Education Department Announces Delay in Recall of Perkins Funds
November 28, 2018

​​The Department of Education (ED) has announced a delay in the recall of Perkins Loan funds from colleges and universities while it explores the need to reimburse institutions for their share of cancelled loans for some borrowers.

Jeff Appel, Federal Student Aid’s Director of Policy Liaison and Implementation, announced the delay Tuesday at the 2018 Federal Student Aid Training Conference in Atlanta.

The Perkins Loan Program, which expired on Sept. 30 of this year, provided for the cancellation of outstanding balances for certain borrowers working in public service or serving in the armed forces. Congress historically appropriated funds to reimburse colleges and universities for this purpose, but stopped doing so in 2010. The best estimate is that institutions are owed over $300 million for their share of canceled loans. 

Under the Tucker Act, a relatively obscure nineteenth-century law, it appears the federal government is required to compensate institutions even though Congress has not appropriated funds. In an FY 2019 appropriations bill, Congress instructed ED to address the issue.

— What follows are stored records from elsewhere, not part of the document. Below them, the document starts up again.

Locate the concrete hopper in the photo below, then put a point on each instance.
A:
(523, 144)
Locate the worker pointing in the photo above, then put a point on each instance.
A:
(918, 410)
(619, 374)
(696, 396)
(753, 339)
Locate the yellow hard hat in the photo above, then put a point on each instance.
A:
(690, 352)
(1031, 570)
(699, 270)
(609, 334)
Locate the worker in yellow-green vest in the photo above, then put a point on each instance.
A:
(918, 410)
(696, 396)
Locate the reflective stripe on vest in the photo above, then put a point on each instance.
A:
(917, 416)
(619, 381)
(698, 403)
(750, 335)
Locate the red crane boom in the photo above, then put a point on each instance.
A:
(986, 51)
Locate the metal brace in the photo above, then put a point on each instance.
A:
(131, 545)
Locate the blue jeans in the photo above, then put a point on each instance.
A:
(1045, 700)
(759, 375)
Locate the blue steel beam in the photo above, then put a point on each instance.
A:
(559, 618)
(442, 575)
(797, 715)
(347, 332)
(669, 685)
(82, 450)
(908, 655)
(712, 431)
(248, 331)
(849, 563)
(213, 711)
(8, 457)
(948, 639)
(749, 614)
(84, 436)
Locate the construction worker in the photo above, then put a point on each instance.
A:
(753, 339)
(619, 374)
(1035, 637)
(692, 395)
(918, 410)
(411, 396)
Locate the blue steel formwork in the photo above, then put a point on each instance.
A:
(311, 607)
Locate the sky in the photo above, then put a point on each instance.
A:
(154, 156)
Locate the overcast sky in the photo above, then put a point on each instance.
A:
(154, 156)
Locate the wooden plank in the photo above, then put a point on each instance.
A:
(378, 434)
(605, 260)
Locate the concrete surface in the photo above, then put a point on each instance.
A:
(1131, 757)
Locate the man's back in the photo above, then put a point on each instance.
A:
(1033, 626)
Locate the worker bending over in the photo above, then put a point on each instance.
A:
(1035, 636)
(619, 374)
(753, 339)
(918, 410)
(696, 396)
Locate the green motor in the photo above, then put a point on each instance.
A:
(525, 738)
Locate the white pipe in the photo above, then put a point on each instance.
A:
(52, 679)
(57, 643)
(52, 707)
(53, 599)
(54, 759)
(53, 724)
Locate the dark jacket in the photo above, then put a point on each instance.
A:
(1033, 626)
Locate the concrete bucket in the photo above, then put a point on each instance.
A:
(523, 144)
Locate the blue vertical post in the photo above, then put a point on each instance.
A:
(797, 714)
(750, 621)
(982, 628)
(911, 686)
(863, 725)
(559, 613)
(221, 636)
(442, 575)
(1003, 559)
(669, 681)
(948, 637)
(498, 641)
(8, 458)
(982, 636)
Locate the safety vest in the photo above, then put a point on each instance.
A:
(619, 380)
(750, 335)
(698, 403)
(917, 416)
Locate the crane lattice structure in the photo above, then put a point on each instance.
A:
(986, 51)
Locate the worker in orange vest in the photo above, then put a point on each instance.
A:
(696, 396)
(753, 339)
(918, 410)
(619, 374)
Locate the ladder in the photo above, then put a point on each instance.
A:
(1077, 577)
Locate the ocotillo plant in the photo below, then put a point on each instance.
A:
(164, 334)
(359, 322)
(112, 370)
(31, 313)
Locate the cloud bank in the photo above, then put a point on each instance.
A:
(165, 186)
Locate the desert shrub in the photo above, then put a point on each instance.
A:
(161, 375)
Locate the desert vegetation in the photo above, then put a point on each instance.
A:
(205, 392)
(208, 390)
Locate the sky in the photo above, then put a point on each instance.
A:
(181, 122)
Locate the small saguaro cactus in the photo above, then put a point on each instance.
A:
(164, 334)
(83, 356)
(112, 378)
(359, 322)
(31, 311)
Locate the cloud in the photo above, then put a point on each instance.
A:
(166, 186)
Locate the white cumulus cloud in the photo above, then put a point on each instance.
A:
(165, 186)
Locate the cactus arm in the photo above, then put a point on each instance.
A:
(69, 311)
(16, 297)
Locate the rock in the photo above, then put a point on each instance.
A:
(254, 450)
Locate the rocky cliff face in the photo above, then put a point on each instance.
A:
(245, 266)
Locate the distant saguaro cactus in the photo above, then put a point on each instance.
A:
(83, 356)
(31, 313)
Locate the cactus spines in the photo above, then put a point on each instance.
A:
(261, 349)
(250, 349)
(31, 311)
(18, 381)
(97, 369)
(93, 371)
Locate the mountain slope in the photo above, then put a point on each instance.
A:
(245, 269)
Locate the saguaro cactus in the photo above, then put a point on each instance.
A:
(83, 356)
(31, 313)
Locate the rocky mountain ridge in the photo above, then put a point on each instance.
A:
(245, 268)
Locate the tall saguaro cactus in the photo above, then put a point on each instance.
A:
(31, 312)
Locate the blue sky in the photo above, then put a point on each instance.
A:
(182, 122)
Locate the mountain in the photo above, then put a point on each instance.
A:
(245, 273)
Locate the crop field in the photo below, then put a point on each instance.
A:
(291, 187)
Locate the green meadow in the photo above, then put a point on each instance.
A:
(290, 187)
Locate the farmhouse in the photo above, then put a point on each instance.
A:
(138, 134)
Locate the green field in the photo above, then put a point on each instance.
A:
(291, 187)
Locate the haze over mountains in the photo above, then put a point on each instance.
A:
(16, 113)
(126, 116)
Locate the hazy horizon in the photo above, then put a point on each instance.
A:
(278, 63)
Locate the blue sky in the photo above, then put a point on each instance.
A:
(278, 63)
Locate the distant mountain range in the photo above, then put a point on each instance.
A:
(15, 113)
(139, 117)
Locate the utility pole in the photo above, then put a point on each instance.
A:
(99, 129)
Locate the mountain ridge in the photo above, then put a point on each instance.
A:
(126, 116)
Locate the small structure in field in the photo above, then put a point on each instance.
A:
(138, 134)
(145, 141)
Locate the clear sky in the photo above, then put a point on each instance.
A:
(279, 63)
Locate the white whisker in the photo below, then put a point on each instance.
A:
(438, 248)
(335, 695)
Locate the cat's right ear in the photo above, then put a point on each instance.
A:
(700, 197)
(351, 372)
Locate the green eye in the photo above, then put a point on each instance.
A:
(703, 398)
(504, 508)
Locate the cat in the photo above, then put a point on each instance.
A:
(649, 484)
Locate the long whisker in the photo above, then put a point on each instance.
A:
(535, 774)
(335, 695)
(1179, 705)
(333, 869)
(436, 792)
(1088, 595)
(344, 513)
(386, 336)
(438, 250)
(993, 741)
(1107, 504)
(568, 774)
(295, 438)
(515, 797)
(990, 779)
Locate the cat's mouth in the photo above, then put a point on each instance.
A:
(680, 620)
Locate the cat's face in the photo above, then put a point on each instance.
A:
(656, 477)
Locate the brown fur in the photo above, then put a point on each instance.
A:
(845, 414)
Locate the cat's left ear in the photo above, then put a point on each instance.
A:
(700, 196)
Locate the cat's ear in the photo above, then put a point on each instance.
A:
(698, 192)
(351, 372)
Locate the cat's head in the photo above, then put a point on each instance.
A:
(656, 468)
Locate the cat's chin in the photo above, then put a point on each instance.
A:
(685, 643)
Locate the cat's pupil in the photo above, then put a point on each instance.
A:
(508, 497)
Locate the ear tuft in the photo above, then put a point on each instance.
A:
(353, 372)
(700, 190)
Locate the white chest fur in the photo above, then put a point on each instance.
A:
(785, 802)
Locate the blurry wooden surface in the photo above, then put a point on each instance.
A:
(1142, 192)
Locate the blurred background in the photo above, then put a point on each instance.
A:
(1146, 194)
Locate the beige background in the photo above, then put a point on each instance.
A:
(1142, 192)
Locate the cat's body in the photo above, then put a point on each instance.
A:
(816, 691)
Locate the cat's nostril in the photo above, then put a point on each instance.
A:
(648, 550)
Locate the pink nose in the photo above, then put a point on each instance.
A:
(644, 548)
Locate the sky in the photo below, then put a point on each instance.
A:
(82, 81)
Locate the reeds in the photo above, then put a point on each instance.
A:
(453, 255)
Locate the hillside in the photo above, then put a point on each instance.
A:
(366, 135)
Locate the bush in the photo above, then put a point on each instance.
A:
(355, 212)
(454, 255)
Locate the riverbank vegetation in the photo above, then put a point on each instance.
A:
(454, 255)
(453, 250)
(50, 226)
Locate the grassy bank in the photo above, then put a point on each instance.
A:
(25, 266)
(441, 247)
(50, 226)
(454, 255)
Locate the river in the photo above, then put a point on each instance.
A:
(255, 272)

ACE and the National Association of Financial Aid Administrators (NASFAA) have been seeking such a delay while ED decides what to do. 

In letters sent in July and again in October, ACE and NASFAA asked the department to publicly announce its intentions to resume reimbursing institutions for canceled Perkins Loans, or to delay requiring institutions to return any funds to the department until the issue is resolved.